The script runs in one of three modes, depending on the symmetry type: noncrystallographic (point) symmetries, crystallographic symmetry, and helical symmetry. The mode of the script is specified with the flag

-m {NCS|CRYST|HELIX}

If this flag is not given, *-m NCS* is assumed.

There are several options common to each mode:

-p <string>

input PDB file

-r <real>

the max Cα-Cα distance between two interacting chains

When the system is constructed, a master chain is first selected (how this is specified is mode-specific). The resulting SDF specifies a system where the only subunits that are explicitly modeled are those with some Cα within the specified interaction distance of the master subunit.

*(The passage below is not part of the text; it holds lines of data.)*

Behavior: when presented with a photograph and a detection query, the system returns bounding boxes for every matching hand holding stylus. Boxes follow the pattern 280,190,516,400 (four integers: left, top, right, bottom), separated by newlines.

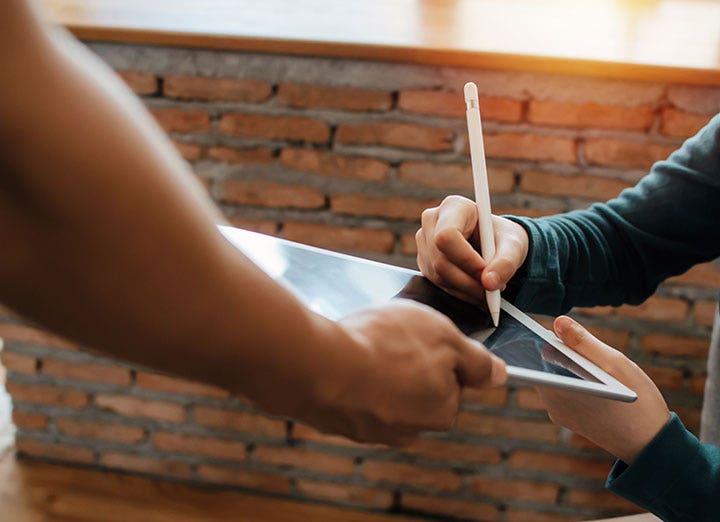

464,82,500,320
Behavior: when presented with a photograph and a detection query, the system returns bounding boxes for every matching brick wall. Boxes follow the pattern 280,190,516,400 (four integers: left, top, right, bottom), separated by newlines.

0,44,720,522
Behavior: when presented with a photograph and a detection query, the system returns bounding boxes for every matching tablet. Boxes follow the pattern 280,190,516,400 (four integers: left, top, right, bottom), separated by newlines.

219,226,637,402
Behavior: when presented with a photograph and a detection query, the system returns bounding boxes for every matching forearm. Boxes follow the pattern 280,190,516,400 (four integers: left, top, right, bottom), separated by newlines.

0,2,348,408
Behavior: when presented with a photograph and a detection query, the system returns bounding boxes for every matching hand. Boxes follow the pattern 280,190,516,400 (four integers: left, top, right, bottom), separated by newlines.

538,317,670,464
415,196,528,304
310,299,507,445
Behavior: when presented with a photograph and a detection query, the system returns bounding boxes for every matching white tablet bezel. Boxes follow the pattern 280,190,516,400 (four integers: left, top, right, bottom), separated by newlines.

218,225,637,402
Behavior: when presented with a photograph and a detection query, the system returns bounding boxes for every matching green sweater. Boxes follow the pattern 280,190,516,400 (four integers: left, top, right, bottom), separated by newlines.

506,111,720,521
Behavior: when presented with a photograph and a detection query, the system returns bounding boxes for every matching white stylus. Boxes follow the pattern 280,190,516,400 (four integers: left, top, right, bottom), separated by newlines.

465,82,500,326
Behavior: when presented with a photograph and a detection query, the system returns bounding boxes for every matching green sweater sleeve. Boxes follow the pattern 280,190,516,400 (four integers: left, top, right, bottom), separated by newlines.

506,115,720,315
606,413,720,522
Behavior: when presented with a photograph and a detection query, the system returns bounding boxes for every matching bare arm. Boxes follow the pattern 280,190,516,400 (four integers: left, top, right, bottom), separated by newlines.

0,0,502,440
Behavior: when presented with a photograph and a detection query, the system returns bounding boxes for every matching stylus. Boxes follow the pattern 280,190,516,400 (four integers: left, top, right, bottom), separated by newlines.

465,82,500,326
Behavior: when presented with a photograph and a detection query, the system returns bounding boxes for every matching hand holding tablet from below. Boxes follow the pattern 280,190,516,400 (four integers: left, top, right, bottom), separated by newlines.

538,316,670,464
304,299,507,445
415,196,528,304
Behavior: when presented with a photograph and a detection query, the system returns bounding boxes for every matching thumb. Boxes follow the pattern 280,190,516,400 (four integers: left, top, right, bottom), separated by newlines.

455,337,507,388
553,316,625,375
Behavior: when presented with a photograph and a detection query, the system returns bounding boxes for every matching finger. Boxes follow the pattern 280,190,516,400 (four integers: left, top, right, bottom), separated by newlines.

455,336,507,388
553,316,629,377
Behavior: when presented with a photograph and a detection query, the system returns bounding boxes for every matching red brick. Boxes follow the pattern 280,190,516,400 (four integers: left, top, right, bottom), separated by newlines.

193,406,287,439
163,76,272,103
278,83,392,111
400,493,500,522
42,359,130,386
455,411,560,442
400,232,417,256
515,388,545,410
283,221,395,254
565,490,642,513
55,418,145,444
100,451,191,478
330,194,440,220
137,372,230,399
292,422,370,448
398,91,523,122
660,109,712,138
335,122,455,152
688,375,707,395
0,350,37,375
15,437,95,464
615,296,690,322
398,161,515,194
253,446,355,475
6,381,88,408
461,387,508,407
150,109,210,132
197,465,290,494
470,477,560,504
528,100,654,131
222,180,325,208
505,507,587,522
585,139,677,169
95,393,185,422
509,450,612,479
173,140,202,161
485,132,577,163
13,410,48,430
640,334,710,357
403,438,501,464
642,366,683,390
219,113,330,143
363,461,462,491
226,216,278,236
693,301,717,326
117,71,157,96
295,479,393,509
208,147,274,165
153,432,245,461
668,263,720,286
520,170,632,201
280,149,390,182
0,323,78,351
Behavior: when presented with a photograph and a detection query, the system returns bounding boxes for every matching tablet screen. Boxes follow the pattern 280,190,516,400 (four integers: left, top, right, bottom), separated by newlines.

397,276,600,383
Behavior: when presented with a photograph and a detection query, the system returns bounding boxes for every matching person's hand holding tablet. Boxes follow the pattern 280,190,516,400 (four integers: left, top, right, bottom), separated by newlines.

415,196,528,304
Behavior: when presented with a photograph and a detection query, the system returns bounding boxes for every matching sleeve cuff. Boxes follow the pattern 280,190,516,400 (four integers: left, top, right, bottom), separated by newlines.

503,216,564,314
605,413,701,512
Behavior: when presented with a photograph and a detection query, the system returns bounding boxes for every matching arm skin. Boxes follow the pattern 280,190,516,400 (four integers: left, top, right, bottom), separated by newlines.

538,317,720,522
416,115,720,315
0,0,504,442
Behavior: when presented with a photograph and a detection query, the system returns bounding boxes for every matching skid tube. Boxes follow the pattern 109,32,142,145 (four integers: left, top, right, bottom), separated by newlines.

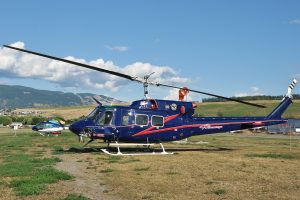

101,141,174,156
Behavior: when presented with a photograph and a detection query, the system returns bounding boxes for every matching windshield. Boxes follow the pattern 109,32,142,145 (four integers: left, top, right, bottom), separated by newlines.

99,110,113,126
87,107,102,122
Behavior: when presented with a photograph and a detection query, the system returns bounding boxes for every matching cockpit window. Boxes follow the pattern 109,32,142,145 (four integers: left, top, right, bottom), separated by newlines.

87,108,101,122
135,114,149,126
99,111,113,126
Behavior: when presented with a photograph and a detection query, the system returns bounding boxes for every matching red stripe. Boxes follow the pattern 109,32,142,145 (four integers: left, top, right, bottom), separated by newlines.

133,120,281,136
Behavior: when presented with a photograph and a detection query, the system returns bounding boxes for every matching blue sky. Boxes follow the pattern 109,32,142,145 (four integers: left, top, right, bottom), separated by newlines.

0,0,300,101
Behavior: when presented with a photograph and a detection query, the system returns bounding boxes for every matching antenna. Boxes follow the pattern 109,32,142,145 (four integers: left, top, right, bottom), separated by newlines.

143,72,155,99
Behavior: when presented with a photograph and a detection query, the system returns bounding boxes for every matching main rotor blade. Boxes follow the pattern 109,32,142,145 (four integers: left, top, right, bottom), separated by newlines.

3,45,136,81
3,45,265,108
155,83,266,108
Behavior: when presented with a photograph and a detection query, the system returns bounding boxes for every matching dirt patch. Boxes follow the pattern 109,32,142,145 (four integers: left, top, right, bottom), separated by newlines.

56,154,120,200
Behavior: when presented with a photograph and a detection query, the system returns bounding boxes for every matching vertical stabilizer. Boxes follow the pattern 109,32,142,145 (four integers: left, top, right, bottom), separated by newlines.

267,79,297,119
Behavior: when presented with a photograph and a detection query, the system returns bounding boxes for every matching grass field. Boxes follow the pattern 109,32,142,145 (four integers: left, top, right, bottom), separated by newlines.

0,129,300,200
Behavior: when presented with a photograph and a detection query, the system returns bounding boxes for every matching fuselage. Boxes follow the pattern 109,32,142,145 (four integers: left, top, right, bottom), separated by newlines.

70,100,287,143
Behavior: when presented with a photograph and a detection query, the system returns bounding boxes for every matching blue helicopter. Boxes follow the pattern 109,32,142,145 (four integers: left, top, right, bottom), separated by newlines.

4,45,297,155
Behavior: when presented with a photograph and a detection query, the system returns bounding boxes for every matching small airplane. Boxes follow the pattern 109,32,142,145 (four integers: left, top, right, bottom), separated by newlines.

4,45,297,155
32,120,69,136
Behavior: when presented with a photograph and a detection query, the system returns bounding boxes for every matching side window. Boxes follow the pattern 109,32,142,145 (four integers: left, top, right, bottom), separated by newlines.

151,115,164,126
99,111,113,125
122,115,129,126
135,115,149,126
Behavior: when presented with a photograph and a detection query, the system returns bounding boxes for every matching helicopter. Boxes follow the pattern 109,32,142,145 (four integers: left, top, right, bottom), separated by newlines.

4,45,297,155
32,119,69,136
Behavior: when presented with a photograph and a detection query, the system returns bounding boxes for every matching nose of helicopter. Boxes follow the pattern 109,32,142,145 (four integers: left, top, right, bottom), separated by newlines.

32,126,38,131
69,122,81,135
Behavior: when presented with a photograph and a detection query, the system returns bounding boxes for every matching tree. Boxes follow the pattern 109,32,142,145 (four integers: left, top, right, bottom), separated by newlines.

0,116,12,126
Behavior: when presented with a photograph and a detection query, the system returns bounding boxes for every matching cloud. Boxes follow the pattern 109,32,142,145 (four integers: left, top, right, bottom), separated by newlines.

293,74,300,81
289,19,300,24
234,86,264,97
105,45,129,52
0,42,190,91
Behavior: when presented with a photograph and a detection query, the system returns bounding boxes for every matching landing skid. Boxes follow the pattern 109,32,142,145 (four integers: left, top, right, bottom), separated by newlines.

101,142,174,156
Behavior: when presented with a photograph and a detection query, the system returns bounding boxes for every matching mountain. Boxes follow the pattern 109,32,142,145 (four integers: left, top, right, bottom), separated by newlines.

0,85,125,109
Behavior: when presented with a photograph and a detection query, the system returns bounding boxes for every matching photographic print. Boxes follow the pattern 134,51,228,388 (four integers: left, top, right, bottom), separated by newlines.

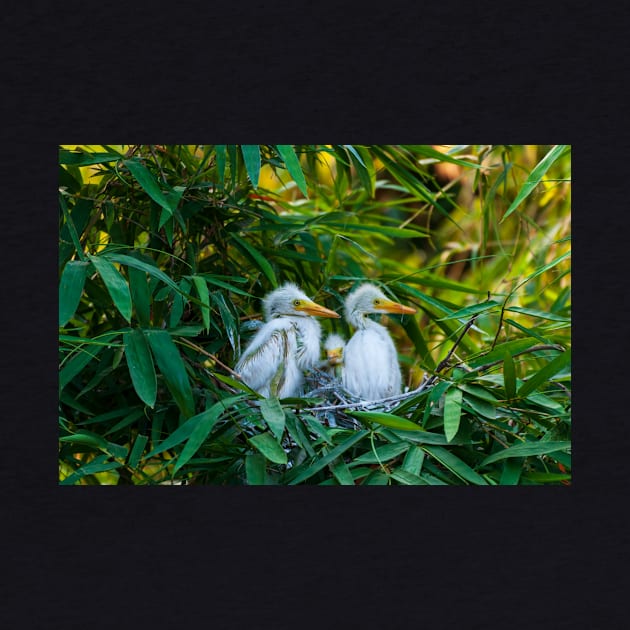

58,144,571,486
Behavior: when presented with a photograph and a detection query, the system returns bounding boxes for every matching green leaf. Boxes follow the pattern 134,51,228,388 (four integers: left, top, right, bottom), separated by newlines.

421,446,488,486
499,457,523,486
214,144,226,189
500,144,570,222
145,394,245,459
480,441,571,466
192,276,210,332
128,434,149,469
88,254,131,322
505,306,571,322
123,158,178,216
401,446,424,475
330,459,354,486
351,442,411,466
260,398,286,441
276,144,308,198
127,267,151,328
503,352,516,400
241,144,260,188
230,233,278,289
248,431,287,464
346,411,424,431
444,387,463,442
288,429,368,486
440,300,501,320
389,468,429,486
107,254,181,293
145,329,195,418
59,149,122,166
59,260,89,327
59,332,119,392
245,453,267,486
518,349,571,398
173,395,244,474
124,328,157,408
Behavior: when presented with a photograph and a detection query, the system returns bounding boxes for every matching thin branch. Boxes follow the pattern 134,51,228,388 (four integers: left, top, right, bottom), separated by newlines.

464,344,565,372
435,315,477,372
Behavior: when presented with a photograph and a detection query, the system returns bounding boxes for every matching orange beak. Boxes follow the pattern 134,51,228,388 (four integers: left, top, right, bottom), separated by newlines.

For noncrystallographic symmetry mode (*-m NCS*), several other options are used to specify the master chains, and the point symmetry groups to expand.

-a <char>

the chain ID of the main chain

-i <char>

the chain IDs of one chain in each symmetric subcomplex

Use of the -*a* option is straightforward, however, the -*i* option may be a bit tricky. With the -*i* flag, a single adjacent neighbor in each point group must be given, regardless of the number of subunits in the point group: one would specify ‘*-a A -i B*’ for both C_{2} and C_{38} symmetry (assuming A and B were adjacent chains). To generate the SDF for C_{2} symmetry in Figure 8(a) the following command can be be employed:

make_symmdef_file.pl -m NCS -p input.pdb -a A -i B > C2.symm

As another example, with a D4 symmetric system, with chains A-B-C-D in the upper ring and chains E-F-G-H in the lower ring, one would specify

make_symmdef_file.pl -m NCS -p D4.pdb -a A -i B E -r 12 > D4.symm

Alternately, one could specify the interacting chains in reverse order, as ‘*-i E B*’. This would create a different hierarchical representation of the same symmetry, and if the input PDB had some asymmetry, then the corresponding symmetrization would be slightly different. If the input system is not perfectly symmetric, it may be worth trying different chain combinations to minimize the residual error of symmetrizing the system. Finally, if the SDF wants to allow movement of the rigid-body orientation of the entire system, then an additional flag may be used:

-e

allow rigid body minimization of complete system

This flag is important when the structure is scored against experimental data that depends on the rotation or the whole system, such as electron-density or RDC data.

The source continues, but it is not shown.